By The Associated Press

SEATTLE (AP) — With a deadline looming for the merging of Washington’s recreational and medical marijuana markets, cities around the state are warning unlicensed dispensaries to close up shop.

July 1 marks the date when, after nearly two decades of confusion about the status of medical marijuana, the industry becomes regulated for the first time. Hundreds of cannabis shop workers are being certified as medical marijuana consultants, the Department of Health is preparing a voluntary registry of patients, and the Liquor and Cannabis Board has been granting endorsements enabling recreational marijuana stores to sell for medical use.

As part of the transition, required under the Cannabis Patient Protection Act passed by the Legislature last year, unlicensed dispensaries that proliferated in the past decade need to shut down, as do the large-scale growing cooperatives that supplied them, to eliminate competition with Washington’s pioneering legal marijuana law, Initiative 502, approved by voters in 2012.

It’s unclear how many unlicensed dispensaries remain open statewide. In Thurston County, Sheriff John Snaza and a county prosecutor are visiting each dispensary to personally inform them of the expectation that they close by July 1 unless they have a state license.

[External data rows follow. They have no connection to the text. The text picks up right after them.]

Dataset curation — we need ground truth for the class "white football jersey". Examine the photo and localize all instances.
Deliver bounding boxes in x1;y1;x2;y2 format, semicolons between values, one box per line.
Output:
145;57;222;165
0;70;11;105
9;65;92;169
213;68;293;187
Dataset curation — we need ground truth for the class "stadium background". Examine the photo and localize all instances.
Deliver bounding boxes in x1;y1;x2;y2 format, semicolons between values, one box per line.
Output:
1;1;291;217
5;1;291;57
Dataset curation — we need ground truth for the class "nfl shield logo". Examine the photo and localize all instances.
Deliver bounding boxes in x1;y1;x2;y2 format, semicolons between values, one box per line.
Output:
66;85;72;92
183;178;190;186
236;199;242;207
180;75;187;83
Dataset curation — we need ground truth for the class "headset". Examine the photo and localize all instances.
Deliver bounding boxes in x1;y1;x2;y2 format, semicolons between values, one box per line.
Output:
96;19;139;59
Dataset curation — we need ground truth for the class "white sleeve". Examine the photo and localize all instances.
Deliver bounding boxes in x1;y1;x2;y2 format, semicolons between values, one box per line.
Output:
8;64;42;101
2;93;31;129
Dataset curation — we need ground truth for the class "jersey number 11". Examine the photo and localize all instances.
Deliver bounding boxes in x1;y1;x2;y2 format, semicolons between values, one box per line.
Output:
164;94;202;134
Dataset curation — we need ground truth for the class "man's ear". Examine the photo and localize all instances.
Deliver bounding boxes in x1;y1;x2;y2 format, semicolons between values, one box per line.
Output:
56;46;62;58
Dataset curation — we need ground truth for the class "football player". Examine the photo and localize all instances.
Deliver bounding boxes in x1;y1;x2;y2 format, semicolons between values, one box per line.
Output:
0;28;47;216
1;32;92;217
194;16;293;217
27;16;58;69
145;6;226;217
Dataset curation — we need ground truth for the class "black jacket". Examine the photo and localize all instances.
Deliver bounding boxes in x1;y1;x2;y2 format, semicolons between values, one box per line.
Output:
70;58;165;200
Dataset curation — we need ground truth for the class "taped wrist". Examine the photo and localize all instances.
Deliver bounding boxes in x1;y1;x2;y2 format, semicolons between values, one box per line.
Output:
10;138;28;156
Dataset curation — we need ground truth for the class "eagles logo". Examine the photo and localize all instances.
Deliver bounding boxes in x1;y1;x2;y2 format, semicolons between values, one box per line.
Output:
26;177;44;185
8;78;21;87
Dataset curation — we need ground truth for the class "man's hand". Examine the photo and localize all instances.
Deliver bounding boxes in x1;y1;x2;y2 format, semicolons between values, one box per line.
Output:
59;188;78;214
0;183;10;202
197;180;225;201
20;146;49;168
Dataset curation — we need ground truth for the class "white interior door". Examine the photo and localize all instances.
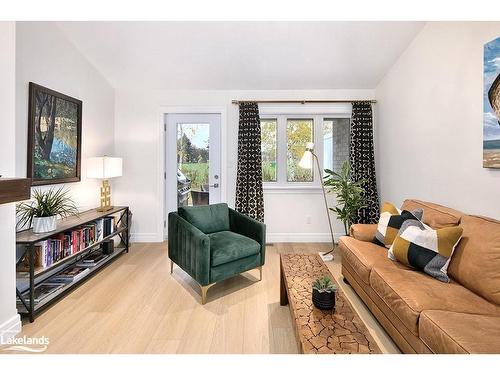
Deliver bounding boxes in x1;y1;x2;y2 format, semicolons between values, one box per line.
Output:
165;114;221;213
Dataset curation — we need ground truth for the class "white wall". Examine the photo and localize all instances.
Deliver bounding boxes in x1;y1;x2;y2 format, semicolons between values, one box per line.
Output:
16;22;114;209
115;88;374;241
376;22;500;218
0;22;21;343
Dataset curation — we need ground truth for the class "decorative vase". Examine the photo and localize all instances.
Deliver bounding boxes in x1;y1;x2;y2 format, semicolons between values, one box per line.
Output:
33;215;57;233
312;288;335;310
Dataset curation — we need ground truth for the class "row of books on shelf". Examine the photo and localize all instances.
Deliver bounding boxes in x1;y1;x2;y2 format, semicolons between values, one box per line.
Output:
17;250;109;305
27;216;115;268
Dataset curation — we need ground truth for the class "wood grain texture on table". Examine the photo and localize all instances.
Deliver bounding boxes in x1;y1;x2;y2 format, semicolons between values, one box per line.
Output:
281;254;380;354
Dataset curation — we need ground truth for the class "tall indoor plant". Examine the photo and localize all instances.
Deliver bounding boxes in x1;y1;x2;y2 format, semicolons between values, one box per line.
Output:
324;161;365;234
16;187;78;233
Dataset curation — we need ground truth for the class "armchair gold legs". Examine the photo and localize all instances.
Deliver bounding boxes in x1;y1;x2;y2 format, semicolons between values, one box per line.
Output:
200;283;215;305
170;261;262;305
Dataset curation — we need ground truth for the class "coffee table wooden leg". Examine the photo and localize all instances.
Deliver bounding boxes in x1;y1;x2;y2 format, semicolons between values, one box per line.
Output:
280;259;288;306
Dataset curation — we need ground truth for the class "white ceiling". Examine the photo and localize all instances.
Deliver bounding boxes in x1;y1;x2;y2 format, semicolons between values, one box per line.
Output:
57;22;424;90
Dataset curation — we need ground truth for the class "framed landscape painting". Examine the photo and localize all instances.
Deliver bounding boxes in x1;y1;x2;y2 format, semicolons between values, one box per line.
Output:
27;82;82;185
483;37;500;168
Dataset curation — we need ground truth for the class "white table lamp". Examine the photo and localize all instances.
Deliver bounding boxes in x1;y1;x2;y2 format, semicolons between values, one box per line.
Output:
87;156;122;211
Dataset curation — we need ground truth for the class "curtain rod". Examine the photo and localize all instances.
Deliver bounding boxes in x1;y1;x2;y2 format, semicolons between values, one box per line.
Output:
231;99;377;104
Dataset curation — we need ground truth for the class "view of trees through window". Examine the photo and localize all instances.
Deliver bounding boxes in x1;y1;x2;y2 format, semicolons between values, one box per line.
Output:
260;119;278;182
177;124;209;190
286;119;314;182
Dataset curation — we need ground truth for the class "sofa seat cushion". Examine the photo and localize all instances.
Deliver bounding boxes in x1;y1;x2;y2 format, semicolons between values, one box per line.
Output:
370;265;500;335
339;236;408;285
208;231;260;267
418;310;500;354
448;215;500;305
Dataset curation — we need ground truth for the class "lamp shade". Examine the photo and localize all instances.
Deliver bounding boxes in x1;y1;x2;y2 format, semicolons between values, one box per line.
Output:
87;156;122;179
299;142;314;169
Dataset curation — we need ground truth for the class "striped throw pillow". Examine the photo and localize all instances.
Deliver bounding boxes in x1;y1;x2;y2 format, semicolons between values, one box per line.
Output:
389;225;463;282
373;202;424;248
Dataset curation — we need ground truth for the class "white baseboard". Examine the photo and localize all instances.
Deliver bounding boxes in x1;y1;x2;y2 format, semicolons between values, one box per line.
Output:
266;233;345;243
0;314;22;344
130;233;163;242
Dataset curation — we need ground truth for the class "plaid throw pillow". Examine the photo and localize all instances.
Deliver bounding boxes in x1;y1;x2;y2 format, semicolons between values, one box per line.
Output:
373;202;424;248
389;222;463;283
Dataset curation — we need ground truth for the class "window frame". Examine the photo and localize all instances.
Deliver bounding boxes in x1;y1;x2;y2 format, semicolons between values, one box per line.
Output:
259;104;351;193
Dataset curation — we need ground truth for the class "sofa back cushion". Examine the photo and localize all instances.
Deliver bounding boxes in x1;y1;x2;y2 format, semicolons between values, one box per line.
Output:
401;199;463;229
178;203;229;234
448;215;500;305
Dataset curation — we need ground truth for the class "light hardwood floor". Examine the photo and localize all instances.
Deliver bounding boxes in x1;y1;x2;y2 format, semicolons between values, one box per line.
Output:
13;243;398;353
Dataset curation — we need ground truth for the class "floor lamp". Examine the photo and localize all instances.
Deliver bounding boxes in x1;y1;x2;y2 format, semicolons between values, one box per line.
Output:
299;142;335;262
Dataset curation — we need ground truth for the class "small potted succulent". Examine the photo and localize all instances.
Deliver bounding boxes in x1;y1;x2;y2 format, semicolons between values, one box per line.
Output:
16;187;78;233
312;276;337;310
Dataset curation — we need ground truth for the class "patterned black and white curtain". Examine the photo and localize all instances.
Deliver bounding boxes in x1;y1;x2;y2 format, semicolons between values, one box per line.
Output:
236;102;264;222
349;102;380;224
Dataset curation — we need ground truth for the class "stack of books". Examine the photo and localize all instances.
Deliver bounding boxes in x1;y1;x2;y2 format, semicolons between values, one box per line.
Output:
27;216;115;268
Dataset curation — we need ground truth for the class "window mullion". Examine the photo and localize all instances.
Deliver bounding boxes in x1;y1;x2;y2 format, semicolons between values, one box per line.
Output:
277;115;287;185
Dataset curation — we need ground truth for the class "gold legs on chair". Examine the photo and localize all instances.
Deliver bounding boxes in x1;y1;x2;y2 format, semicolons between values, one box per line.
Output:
200;283;215;305
170;261;262;305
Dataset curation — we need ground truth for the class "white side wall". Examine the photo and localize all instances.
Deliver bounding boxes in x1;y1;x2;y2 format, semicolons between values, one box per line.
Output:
0;22;21;343
376;22;500;218
115;88;374;241
16;22;114;209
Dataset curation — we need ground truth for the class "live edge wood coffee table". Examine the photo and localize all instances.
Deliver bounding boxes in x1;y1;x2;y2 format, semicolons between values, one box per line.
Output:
280;254;380;354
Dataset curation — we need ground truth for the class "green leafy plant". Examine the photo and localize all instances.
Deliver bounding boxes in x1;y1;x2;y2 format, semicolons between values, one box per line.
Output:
312;276;337;293
16;187;78;228
324;161;365;234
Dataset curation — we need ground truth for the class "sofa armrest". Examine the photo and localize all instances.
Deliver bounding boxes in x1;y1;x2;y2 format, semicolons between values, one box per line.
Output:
229;208;266;265
350;224;377;242
168;212;210;285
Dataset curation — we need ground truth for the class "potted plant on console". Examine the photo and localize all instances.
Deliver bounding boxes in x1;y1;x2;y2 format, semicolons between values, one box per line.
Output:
312;276;337;310
16;187;78;233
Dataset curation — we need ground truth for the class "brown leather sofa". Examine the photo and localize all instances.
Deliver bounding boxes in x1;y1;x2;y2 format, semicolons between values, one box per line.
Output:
339;199;500;353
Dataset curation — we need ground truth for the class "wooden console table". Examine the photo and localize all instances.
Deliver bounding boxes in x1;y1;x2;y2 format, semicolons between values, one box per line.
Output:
16;206;130;322
280;254;380;354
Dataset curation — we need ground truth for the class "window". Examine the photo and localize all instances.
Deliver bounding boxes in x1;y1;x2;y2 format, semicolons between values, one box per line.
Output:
260;119;278;182
261;112;350;189
286;119;314;182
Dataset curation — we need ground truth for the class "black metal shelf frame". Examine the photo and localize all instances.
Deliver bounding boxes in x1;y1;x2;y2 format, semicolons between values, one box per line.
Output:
16;207;130;322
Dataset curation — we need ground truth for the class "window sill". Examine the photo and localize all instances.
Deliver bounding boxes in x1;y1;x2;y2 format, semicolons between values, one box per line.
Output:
263;185;322;194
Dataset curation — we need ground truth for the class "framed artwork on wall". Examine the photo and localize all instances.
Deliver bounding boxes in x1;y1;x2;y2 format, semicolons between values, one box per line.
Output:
483;37;500;168
27;82;82;185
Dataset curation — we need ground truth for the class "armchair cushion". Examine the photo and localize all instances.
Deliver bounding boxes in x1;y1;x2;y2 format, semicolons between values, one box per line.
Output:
208;231;260;267
178;203;229;234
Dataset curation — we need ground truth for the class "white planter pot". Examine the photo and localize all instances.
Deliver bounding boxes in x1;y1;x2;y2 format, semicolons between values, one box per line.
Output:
33;215;57;233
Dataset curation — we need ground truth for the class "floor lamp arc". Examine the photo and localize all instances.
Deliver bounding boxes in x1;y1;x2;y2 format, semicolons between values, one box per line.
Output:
299;142;335;262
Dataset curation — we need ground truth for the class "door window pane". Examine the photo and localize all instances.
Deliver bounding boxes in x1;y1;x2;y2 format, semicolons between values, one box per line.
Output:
260;119;278;182
177;123;210;206
286;119;314;182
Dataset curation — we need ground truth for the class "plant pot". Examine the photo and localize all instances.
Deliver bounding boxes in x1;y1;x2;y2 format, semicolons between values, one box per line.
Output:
33;215;57;233
312;288;335;310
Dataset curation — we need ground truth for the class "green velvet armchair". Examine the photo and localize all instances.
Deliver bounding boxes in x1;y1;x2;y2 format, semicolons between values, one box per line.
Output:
168;203;266;304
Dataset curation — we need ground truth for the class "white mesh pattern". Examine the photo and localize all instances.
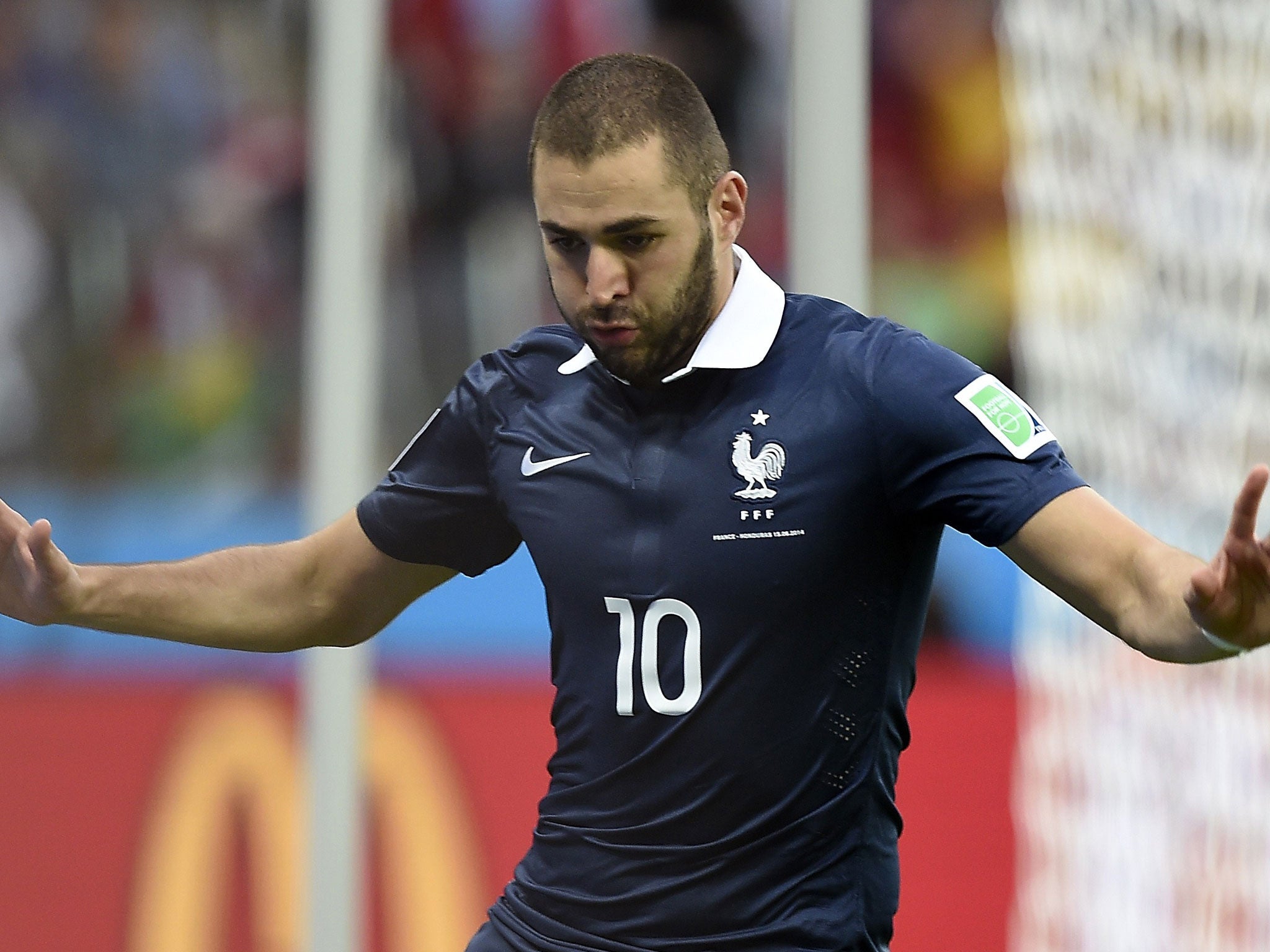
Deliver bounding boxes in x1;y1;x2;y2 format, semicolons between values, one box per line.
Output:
998;0;1270;952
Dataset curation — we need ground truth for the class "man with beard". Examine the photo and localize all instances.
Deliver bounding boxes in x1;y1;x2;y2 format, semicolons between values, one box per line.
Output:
0;55;1270;952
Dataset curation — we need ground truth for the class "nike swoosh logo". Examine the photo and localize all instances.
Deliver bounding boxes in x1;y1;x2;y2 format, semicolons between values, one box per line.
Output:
521;447;590;476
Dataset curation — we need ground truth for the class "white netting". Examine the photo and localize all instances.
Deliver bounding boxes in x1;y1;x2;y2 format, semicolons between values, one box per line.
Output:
998;0;1270;952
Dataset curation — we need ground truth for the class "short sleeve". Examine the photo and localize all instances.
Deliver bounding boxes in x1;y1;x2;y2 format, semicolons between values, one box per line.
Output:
866;321;1085;546
357;363;521;575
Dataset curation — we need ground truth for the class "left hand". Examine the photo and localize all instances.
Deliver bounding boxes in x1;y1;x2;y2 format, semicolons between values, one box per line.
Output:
1186;465;1270;649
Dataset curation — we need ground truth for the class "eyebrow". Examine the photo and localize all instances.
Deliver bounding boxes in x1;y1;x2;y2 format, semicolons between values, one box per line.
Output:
538;214;662;235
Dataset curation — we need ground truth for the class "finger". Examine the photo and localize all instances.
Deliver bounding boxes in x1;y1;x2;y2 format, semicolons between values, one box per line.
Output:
27;519;66;579
0;499;29;532
1229;464;1270;540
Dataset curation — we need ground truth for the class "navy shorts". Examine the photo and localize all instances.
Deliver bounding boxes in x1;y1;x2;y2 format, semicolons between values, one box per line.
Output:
468;923;528;952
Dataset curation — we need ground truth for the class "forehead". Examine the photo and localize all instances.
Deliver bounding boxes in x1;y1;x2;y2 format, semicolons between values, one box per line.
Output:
533;137;692;230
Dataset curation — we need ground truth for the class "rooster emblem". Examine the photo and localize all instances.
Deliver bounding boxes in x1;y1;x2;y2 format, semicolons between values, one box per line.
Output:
732;430;785;499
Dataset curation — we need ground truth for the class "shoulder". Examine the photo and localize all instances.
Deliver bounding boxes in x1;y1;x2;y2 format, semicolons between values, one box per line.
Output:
785;294;982;402
462;324;583;401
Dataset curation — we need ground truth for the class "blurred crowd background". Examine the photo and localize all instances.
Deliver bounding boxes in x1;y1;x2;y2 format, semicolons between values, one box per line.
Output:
0;0;1012;659
0;0;1010;483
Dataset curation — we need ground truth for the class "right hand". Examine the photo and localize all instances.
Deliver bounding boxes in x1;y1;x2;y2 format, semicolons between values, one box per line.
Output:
0;500;84;625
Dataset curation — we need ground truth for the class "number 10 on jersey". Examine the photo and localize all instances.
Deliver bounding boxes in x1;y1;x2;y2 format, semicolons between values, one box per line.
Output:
605;598;701;717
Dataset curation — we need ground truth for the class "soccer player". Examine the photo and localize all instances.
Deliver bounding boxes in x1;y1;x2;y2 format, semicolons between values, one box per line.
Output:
0;55;1270;952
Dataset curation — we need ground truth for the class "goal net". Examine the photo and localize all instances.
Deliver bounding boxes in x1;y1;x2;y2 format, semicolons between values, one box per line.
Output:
998;0;1270;952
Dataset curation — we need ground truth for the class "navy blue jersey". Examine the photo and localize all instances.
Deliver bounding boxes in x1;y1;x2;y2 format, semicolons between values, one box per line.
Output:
358;247;1082;952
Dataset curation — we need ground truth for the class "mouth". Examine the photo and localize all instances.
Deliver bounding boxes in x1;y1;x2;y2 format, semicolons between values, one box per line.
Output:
587;324;639;348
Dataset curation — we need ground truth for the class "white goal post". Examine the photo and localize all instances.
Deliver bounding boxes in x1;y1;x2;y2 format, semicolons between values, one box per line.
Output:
998;0;1270;952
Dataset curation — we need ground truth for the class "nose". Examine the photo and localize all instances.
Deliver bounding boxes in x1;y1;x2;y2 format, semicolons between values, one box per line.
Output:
587;246;630;307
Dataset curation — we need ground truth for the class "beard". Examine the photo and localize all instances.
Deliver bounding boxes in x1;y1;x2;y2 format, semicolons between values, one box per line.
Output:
556;227;716;389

“We had more than 100 stores in the city last year,” said Seattle deputy city attorney John Schochet. “We sent letters to the ones that didn’t appear to have any eligibility for Initiative 502 licenses, to tell them to close. Most of them have at this point, but we have a few that remain open.

“We’re going to be communicating with them and letting them know that June 30 is going to have to be their last day in existence.”

During a conference call with reporters Wednesday, Liquor and Cannabis Board officials said their goal is to have the unlicensed businesses close voluntarily, but their enforcement staff is prepared to help local police and prosecutors take additional steps if necessary. The shops could see civil or criminal enforcement, ranging from city-level sanctions or the seizure of inventory to drug distribution charges.

“We actually have rules in place that allow for seizure and destruction of product … that is not identified within our traceability system,” said the board’s enforcement chief, Justin Nordhorn. “The intent of that particular rule is not to clog up criminal courts and not to necessarily take criminal action against everybody that’s continuing to run a dispensary, but to … dry up the supply for those particular stores.”

Washington in 1998 became one of the first states to approve the use of marijuana as medicine, but the initiative passed by voters did not allow commercial sales. Instead, patients had to grow the marijuana for themselves or designate someone to grow it for them. The measure did not prohibit patients from pooling their resources together to have large collective gardens on a single property, which police sometimes raided.

After Initiative 502 passed, lawmakers had a financial incentive to reduce competition with the state’s recreational market, and they did so last year. The Liquor and Cannabis Board decided to boost the maximum number of licensed retailers statewide from 334 to 556 to accommodate the medical market, and it adopted a merit system for helping decide who got the additional licenses.

So far, the liquor board has issued medical endorsements to 317 stores, though it’s unclear how many of them will be ready to serve patients by July 1. Patients are also allowed to grow marijuana at home or join a small cooperative, limited to four patients.

Some medical marijuana advocates say the merit system didn’t work as intended, leaving some longstanding and well-meaning dispensaries without a license even as other relatively new businesses were approved. Several have sued the liquor board after their efforts to be licensed were rejected. Among them was John Davis, who has run a Seattle dispensary for the past five years and has long advocated for medical marijuana regulations.

“I’m trying to get whatever relief I can through the administrative system, through the superior court, I’m trying to do whatever I can, but I’ve got to close my doors at midnight on July 1,” he said. “What else am I supposed to do?”